Just for Kids: Cat Scratching

Just for Kids: Cat Scratching

Cats like to scratch – no doubt about it. And if you are lucky, your kitty will enjoy the scratching post you bought instead of the draperies or your mother's favorite chair. Beneath those soft furry paws lie needle sharp claws that can destroy a couch or draw blood in a fraction of a second.

You probably think that your kitty scratches to keep his claws razor-sharp. But there's more to it than that.

All About Claws

Cats' claws are shaped like sickles or crescents and they have very sharp tips. You may already know this if you've been playing with your new pet. Claws are designed to allow the cat to grip and hold onto his prey. The claws grow continuously, and they are kept from growing too long through use. Cats retract their claws into a skin pouch while walking to avoid wearing them down.

Cats' claws grow from within, like an onion, and the outer worn layers are eventually shed. By scratching, your cat loosens the outer layer from the cuticle. The outer layer falls off and remains behind at the scratching post (or the scene of the crime). If you look closely, you'll see them there.

Marking Territory

Cats also scratch when they want to mark their territory. In the wild, cats scratch around their environment to signal their presence to other cats and to claim the area. The marking has two forms: visual (sight) and olfactory (smell). The visual mark is in the form of clawing marks and is so obvious that even we humans can recognize it.

The olfactory mark isn't as easy to spot. As your cat scratches, scent glands on the underside of the paws secrete substances called pheromones. These have a smell recognizable to members of the same species. Pheromones are like fingerprints in humans.

Pheromones affect a number of behaviors:

  • Attracting a mate and giving information about reproductive status
  • Marking boundaries and territories
  • Promoting a sense of familiarity

    Scratching is Good for Cats

    Scratching provides your cat with a form of physical therapy for the muscles and tendons of his paws. While he is scratching, his claws are getting practice extending and retracting. The front legs and shoulders are getting some stretching and strengthening exercise, too.

    Teaching Your Kitty

    Knowing why your kitty likes to scratch your expensive couch might make it easier to understand. However, you don't have to live with that behavior. By gentle and consistent correction and by providing alternative scratching areas, you can persuade your cat to scratch where you want him to.

    The Scratching Post

    To persuade your cat to use a scratching post, you have to understand some basics:

  • A scratching post should be tall enough for your cat to stretch up on his back feet to his full height without being able to reach the top. This is probably about 3 feet high.
  • The scratching post should be steady. No self-respecting cat will use a post that rocks or falls over.
  • Use the right material. Your cat wants to leave a visible mark. Fabric that doesn't tear or fray will be of no use. Burlap is a favorite with many cats.
  • Keep the post in a good place. Place it in obvious areas at first, preferably near scratching sites that your cat has selected for himself. Gradually you can move it to another place that you like.
  • Keep one extra scratching post in the household. If you have two cats, keep three posts. Once the problem is under control, those that are not being used can be removed.

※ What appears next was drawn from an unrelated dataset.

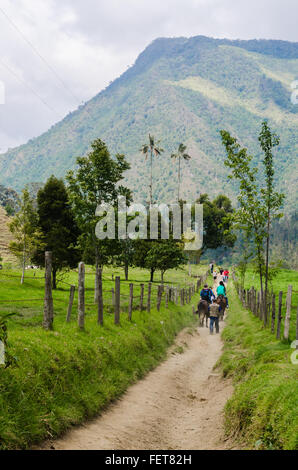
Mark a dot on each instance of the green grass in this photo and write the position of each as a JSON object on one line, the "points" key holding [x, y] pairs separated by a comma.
{"points": [[284, 278], [66, 376], [263, 411]]}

    Deterrents are things that discourage your cat from scratching where he isn't supposed to scratch. Several deterrents are available and may help:

  • Covering a piece of furniture with heavy plastic may alter the texture so your cat doesn't enjoy scratching there.
  • You can spray moth repellent that contain naphthol. You'll have to spray periodically because the odor fades.
  • A spray called Feliway might work. This spray contains a pheromone and might deter your cat from scratching.
  • Make sure if you have more than one cat that there isn't any squabbling. They might scratch to mark their territory.

    Nail Covers

    "Soft Paws"™ (or Soft Claws) are plastic nail caps that can be super-glued to a cat's claws following a preliminary nail trim. The caps have to be replaced every month, or you can replace each one as it falls off. They usually keep the furniture from being damaged.

    Nail Trims

    Keep your cat's nails well trimmed. You or your parents can learn how to do this yourselves. You must use a sharp pair of nail trimmers made specifically for cats (don't use human trimmers). Ask your veterinarian to teach you how and to recommend some good nail clippers.

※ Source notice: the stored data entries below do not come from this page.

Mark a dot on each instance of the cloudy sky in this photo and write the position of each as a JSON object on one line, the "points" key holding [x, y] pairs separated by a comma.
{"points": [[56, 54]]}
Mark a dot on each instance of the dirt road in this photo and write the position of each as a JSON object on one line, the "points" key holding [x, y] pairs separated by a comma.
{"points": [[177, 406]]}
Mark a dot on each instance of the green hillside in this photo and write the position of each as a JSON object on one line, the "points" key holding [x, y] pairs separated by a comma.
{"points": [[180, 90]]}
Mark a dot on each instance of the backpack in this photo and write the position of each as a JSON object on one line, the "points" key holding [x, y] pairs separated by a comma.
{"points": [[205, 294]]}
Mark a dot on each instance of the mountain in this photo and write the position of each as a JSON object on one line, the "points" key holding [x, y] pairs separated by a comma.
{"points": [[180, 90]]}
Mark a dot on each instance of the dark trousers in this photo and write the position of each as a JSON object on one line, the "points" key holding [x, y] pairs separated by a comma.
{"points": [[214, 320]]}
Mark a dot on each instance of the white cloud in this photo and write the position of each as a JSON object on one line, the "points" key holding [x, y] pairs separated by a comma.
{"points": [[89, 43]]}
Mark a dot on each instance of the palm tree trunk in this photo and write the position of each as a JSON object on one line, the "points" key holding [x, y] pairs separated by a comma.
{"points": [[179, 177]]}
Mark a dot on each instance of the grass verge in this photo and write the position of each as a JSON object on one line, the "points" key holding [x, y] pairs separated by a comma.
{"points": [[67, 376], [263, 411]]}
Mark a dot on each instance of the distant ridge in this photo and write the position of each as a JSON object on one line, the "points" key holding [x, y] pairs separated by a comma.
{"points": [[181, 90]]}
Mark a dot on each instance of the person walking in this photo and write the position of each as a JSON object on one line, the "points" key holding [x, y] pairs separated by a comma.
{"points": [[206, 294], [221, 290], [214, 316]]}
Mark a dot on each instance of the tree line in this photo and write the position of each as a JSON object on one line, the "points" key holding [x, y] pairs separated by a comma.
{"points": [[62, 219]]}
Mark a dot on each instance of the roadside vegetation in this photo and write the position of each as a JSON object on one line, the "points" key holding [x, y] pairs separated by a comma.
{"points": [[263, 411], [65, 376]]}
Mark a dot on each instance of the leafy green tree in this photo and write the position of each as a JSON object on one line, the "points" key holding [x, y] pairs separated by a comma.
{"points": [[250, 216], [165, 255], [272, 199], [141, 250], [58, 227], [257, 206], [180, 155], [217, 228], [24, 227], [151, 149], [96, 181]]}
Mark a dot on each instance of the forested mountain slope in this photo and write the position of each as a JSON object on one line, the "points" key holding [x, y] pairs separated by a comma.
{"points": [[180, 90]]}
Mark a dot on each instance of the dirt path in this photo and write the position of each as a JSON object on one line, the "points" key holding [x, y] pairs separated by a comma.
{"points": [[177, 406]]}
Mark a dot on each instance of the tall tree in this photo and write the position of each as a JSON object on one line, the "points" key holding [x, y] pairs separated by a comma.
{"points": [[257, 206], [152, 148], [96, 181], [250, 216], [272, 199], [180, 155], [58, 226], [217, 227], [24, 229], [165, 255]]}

    Many people consider declawing surgery. Many veterinarians believe declawing is a painful and unnecessary surgery and refuse to do it for humane reasons. Instead, they advocate training your cat to use a scratching post. However, some veterinarians still believe declawing is a safe procedure.

    This surgery removes the claw, the nail bed and often part or all of the last finger. If an animal is declawed, you have to take care that he doesn't ever get outside because he will not be able to protect himself. He won't be able to climb as well, either.